I’m fairly new to Camunda 8 but have successfully set up a process that creates Microsoft Planner Tasks via the Graph API. Everything works well in terms of deployment and connectivity, and we have now moved into a real testing phase with an actual use case.
The process flow is as follows:
Create the Planner Task
Update it with details and checklist items
Poll the Graph API in a loop to check whether the task has been marked as complete
The polling loop runs on a short timer interval and overwrites two process variables on every iteration (the auth token and the task status). I’ve noticed that Elasticsearch creates a new index entry for every single variable update, which causes the variable history to grow very rapidly.
With multiple active process instances running in parallel, this leads to thousands of Elasticsearch documents per day, which slows down the entire platform to the point where it becomes unusable.
I already investigated using a webhook from Microsoft Planner to avoid polling altogether, but from what I’ve found, the Microsoft Graph API does not currently support change notifications for Planner tasks.
My questions:
Is there a way to exclude specific variables from being written to the Elasticsearch history?
Are there any recommended patterns in Camunda 8 for waiting on an external system to complete a task, without relying on a polling loop?
Any help or suggestions would be greatly appreciated!
Your polling loop is causing excessive Elasticsearch indexing due to frequent variable updates, which is a common performance issue with this pattern. I found the following relevant resources:
Have you tried checking your configuration settings for this? A few things that commonly cause this type of issue:
Check if there are any recent updates or changes to your setup that might have triggered this behavior.
Look at the logs for any error messages around the time this started happening. The specific error codes will point you to the root cause faster than guessing.
If you are self-hosting, make sure your environment variables and config files are properly set. Sometimes a missed setting after an upgrade causes exactly this kind of problem.
What version are you running, and did this start after a specific change?
Regarding the history cleanup configuration: I disabled Optimize entirely, which reduced the Elasticsearch load partially since Optimize was periodically reading from the Zeebe indices and writing into its own Optimize indices. However, this did not solve the root cause — Zeebe itself is still writing a new Elasticsearch document for every single variable update inside the polling loop. So the excessive indexing is still ongoing.
Regarding the webhook approach: As far as I can tell, Microsoft Planner does not support native webhooks. The Microsoft Graph change notifications API could theoretically work, but it requires a publicly accessible HTTPS endpoint that immediately responds with a 200 OK containing a validation token — essentially a middleware service between Camunda and Planner.

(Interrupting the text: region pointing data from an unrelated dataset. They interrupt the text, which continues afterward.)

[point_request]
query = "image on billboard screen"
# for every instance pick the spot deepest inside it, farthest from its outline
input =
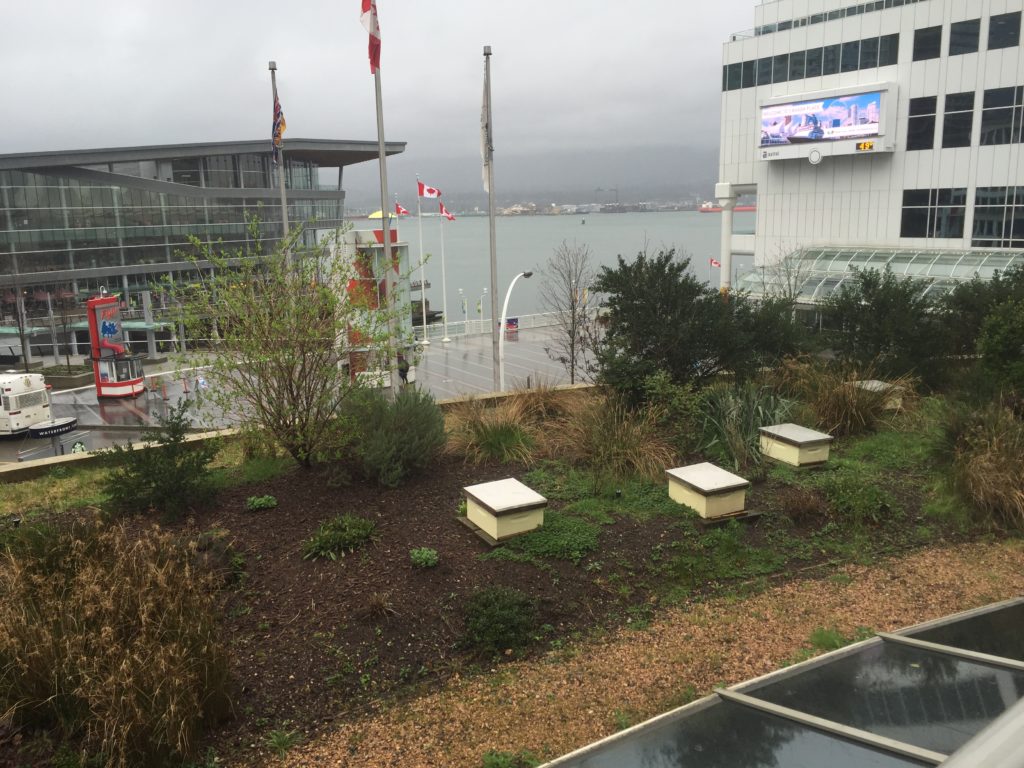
(833, 119)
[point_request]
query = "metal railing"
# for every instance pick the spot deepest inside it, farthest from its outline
(479, 327)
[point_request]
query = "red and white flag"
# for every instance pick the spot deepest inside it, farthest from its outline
(427, 192)
(368, 17)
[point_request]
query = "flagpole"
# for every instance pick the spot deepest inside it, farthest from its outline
(390, 282)
(488, 150)
(272, 66)
(444, 340)
(423, 266)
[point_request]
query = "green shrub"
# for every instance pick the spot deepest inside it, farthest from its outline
(397, 438)
(499, 619)
(856, 496)
(336, 538)
(112, 639)
(732, 416)
(680, 406)
(561, 538)
(423, 557)
(168, 477)
(257, 503)
(1001, 344)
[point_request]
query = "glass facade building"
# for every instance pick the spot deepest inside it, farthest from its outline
(74, 221)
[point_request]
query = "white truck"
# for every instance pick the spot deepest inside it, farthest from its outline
(25, 399)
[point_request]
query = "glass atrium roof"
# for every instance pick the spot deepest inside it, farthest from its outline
(812, 273)
(924, 696)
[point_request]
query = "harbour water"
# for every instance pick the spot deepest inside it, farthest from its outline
(526, 243)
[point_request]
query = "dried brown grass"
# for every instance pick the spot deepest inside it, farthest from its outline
(613, 440)
(113, 639)
(830, 398)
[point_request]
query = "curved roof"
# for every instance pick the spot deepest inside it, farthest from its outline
(327, 153)
(812, 273)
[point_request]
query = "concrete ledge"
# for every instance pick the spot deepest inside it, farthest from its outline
(16, 472)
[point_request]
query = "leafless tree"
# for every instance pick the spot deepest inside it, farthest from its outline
(565, 292)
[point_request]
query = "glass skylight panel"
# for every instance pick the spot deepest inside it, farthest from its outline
(729, 735)
(997, 633)
(932, 700)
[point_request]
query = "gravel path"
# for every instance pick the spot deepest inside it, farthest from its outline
(578, 694)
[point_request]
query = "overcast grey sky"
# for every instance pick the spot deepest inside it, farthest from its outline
(569, 77)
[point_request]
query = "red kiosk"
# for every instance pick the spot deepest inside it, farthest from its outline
(118, 373)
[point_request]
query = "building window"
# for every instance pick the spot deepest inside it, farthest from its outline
(958, 120)
(927, 43)
(888, 49)
(998, 217)
(797, 60)
(734, 76)
(813, 67)
(921, 125)
(1005, 31)
(964, 37)
(1003, 116)
(869, 53)
(934, 213)
(829, 59)
(780, 69)
(750, 77)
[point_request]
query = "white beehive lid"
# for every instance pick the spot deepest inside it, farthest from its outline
(502, 496)
(707, 478)
(795, 434)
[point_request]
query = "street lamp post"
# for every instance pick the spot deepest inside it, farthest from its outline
(501, 332)
(480, 309)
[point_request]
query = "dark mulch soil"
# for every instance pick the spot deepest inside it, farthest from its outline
(313, 639)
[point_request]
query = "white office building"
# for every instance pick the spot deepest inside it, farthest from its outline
(876, 133)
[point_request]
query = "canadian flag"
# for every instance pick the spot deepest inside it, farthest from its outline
(368, 17)
(427, 192)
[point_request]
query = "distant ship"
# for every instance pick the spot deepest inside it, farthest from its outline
(709, 207)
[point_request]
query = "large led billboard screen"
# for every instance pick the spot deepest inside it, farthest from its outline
(833, 119)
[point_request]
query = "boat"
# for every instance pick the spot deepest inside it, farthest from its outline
(709, 207)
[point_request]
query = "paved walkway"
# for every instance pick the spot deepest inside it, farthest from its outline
(462, 367)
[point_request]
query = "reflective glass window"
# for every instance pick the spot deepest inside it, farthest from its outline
(1005, 31)
(927, 43)
(869, 53)
(829, 59)
(813, 67)
(850, 56)
(964, 37)
(780, 69)
(888, 49)
(958, 120)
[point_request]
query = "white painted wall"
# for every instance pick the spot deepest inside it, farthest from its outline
(856, 200)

This adds significant infrastructure complexity, which is why I have not gone down that route yet.
The message correlation pattern has the same prerequisite — something external needs to trigger the message into Camunda, which again requires that middleware layer.
For now I am considering increasing the polling timer interval significantly (e.g. to 30 minutes) as a short-term fix to reduce the number of Elasticsearch writes, while I investigate whether the Zeebe Exporter variable history can be configured or limited in any way.
Any advice on reducing Zeebe variable indexing specifically would be very appreciated!
This is my first long-term run with this Docker setup. During my earlier test phases I only ran it for a few hours at a time to verify that my custom dashboard was reading data correctly. This time it ran for over a month with a real use case, and that is when the performance issue became apparent.
Unfortunately I can no longer access the logs because I had to run docker compose down and delete the instance entirely. Tasklist and Operate had slowed down to the point where I could not use the UI anymore, so I had to delete all process instances directly via the file system rather than through the interface. After the cleanup everything was fast again, which confirmed my suspicion.
Before shutting everything down I did some research and found that Elasticsearch creates a new index entry for every variable update during runtime. I then checked my process and identified two variables inside a Planner Task polling loop that were being updated continuously — every 10 seconds for the entire duration the process instance was running.
Removing those instances from the history restored normal performance immediately.
I started from a clean official Docker Compose file and only made minor modifications, specifically adding a host variable to allow access via IP address. The setup has never been updated since the initial installation about 3 months ago. Everything runs fine when process instances are short-lived.
To answer your question: I am running Camunda 8.8.9. The issue did not appear during short test phases, only after running a process instance continuously for over a month with a high-frequency polling loop writing to Elasticsearch on every iteration.
As a short-term fix I am now increasing the polling interval significantly (e.g. to 30 minutes) to reduce the number of variable updates and therefore the number of Elasticsearch index entries created during runtime.
Do you happen to know if there is a way to configure or limit how Zeebe indexes variable updates into Elasticsearch during runtime? Ideally I would like to either reduce the history written for specific variables, or prevent old variable versions from being indexed at all. Any pointers would be greatly appreciated!